Adeline conceded the point. It was practically a scandal how close she was to Anya. It would have been a scandal except that Adeline was one of those “dear ladies” that worked with the poor. Mostly, the poor didn’t come to her home since it would be scandalous if droves of filthy paupers came into the opulent houses of the peerage. Adeline made sure everyone who came to her house had business to be there. This generally satisfied her acquaintances. Generally.
“Do you really think Jeeves would approve of you shutting yourself off like this?” Anya wore a dower expression saying in her best man’s voice, “It is hardly the behavior befitting of a lady.”
A smile tugged at Adeline’s face. Jeeves was – had been – a gloomily, stoic faced man. It was almost as if someone had told him the proper way to be a butler was to look like you were on your way to a funeral. It was a surprising contrast to the compassionate heart he carried within him. He was so supportive of her work with the poor.
Anya handed the correspondence she had carried over to Adeline. As she was passing the letters over she paused, a frown creeping over her face.
“What is it Anya?”
“I came to see you about a strange letter I received, but I believe you have received the same letter in the same hand.” Anya handed the mail over, pulling an identical letter from her pocket.

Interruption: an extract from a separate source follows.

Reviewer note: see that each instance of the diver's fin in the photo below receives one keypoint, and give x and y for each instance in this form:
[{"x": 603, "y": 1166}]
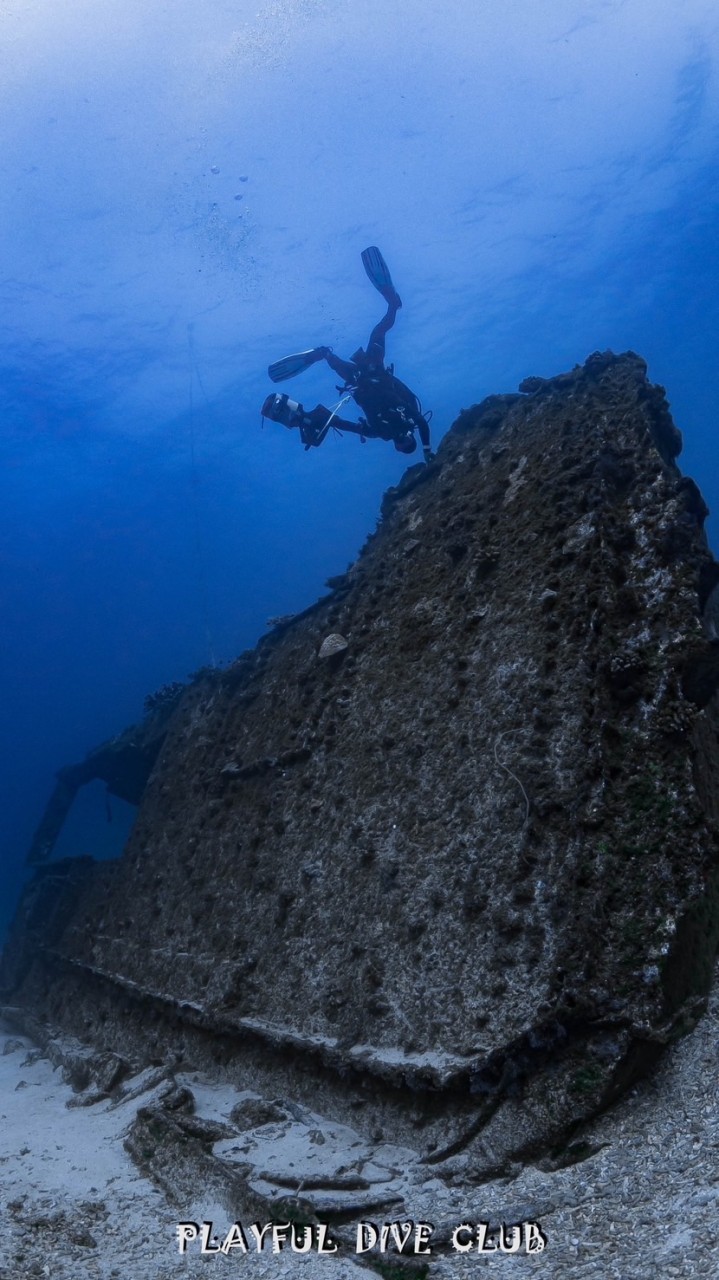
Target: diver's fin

“Curious.” Adeline compared the handwriting. This was of course redundant. If Anya said it was in the same hand, it was. Anya not only had an eidetic memory, she also was gifted with the ability to comprehend written language almost instantly. A talent that served her well as a research assistant.
“We should go.”
“We should?” Adeline eyed her friend cautiously. Anya had an unhealthy obsession with puzzles.
“Yes!” Anya leaned forward, “This is perfect! You need to get out of the house, interact with some people, but if you go to one of those society parties you’ll just mope.”
Adeline’s eyes narrowed, “I do not mope.”
Anya’s next comment dismissed Adeline thoroughly, “You’ll mope. If you come to this party, you’ll be on an adventure. You’ll be focused on trying to discover what sort of danger is lurking instead of how you miss Lord MacNeal and now Jeeves.”
Adeline knew Anya was right. Her husband would have wanted her to be happy. Jeeves would have wanted her to do the proper thing and be a part of society. Inwardly, she made the conscious decision to move forward. She laughed, “It would be a jolly good time. It would be a regular Holmes adventure!”
Anya laughed, “Promise me you won’t take up the pipe!”
Adeline grimaced, she hated the mundungus stuff. “That you shall have no fear of.”